Proof of concept

To date, we have shown the performance of several key elements of our proposed concept.

Combinatorial space

We have designed and implemented a solution for supervised learning problem for the case where both input and output data is represented by binary vectors. Patterns of bits in such vectors reflect patterns in input and output data, as well as their relations of arbitrary complexity. At the same time, we proposed a method that allows us to solve the same problems that were traditionally solved by neural networks, but at the same time free from many deficiencies of neural networks and possessing a number of surprising properties.

Context space

For the task of visual perception, the various spatial turns of a three-dimensional object are contexts.

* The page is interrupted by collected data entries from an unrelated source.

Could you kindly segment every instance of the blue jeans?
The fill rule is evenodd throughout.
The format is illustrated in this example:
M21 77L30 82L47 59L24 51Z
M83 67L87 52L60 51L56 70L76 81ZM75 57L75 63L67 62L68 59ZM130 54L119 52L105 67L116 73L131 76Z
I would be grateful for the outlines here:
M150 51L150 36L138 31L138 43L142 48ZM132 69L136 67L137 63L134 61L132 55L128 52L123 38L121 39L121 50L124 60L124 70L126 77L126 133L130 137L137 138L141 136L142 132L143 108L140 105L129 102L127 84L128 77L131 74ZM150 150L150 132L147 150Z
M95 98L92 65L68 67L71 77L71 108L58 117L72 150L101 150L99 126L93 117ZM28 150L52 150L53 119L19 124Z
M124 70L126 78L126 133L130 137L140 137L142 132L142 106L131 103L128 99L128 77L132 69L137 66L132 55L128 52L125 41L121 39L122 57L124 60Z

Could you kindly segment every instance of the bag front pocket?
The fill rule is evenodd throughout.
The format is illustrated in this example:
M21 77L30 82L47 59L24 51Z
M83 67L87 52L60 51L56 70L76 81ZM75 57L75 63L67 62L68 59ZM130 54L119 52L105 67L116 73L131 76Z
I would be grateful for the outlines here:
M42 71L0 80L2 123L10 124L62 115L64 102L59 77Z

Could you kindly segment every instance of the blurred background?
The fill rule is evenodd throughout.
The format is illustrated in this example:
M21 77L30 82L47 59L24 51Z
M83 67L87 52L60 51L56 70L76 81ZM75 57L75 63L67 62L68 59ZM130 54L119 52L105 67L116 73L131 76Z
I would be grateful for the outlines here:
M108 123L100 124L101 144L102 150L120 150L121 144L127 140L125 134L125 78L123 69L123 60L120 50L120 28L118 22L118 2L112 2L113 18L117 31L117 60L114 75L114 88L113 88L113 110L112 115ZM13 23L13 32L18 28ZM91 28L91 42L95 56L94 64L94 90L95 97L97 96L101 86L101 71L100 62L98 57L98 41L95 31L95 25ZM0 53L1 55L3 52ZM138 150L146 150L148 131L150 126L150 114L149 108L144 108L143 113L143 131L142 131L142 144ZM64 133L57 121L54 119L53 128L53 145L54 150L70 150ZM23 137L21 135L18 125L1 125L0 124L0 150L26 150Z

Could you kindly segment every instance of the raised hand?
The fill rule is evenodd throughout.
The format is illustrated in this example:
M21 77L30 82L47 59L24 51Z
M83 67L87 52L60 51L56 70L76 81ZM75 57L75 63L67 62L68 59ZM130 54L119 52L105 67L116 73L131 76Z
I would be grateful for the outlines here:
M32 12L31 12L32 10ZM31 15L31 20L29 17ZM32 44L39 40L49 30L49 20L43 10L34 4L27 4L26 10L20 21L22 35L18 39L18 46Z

We have shown that using a architecture similar to neural network autoencoders, we can train such contexts in transformation rules. In this case, it is possible to ensure that the internal presentation of information in all contexts is the same. Training was done on handwritten symbols printed on the edges of a three-dimensional cube. We have shown that the space of contexts with high accuracy allows us to determine not only what symbols are depicted, but also the turning angles of the cube on which these symbols are applied.

Contexts and in-memory calculations

We have shown that, within the contextual approach, it is possible to implement and combine the mechanisms of formal grammars and recurrent neural networks with long short-term memory. We demonstrated this by the example of parsing arbitrary texts in Russian.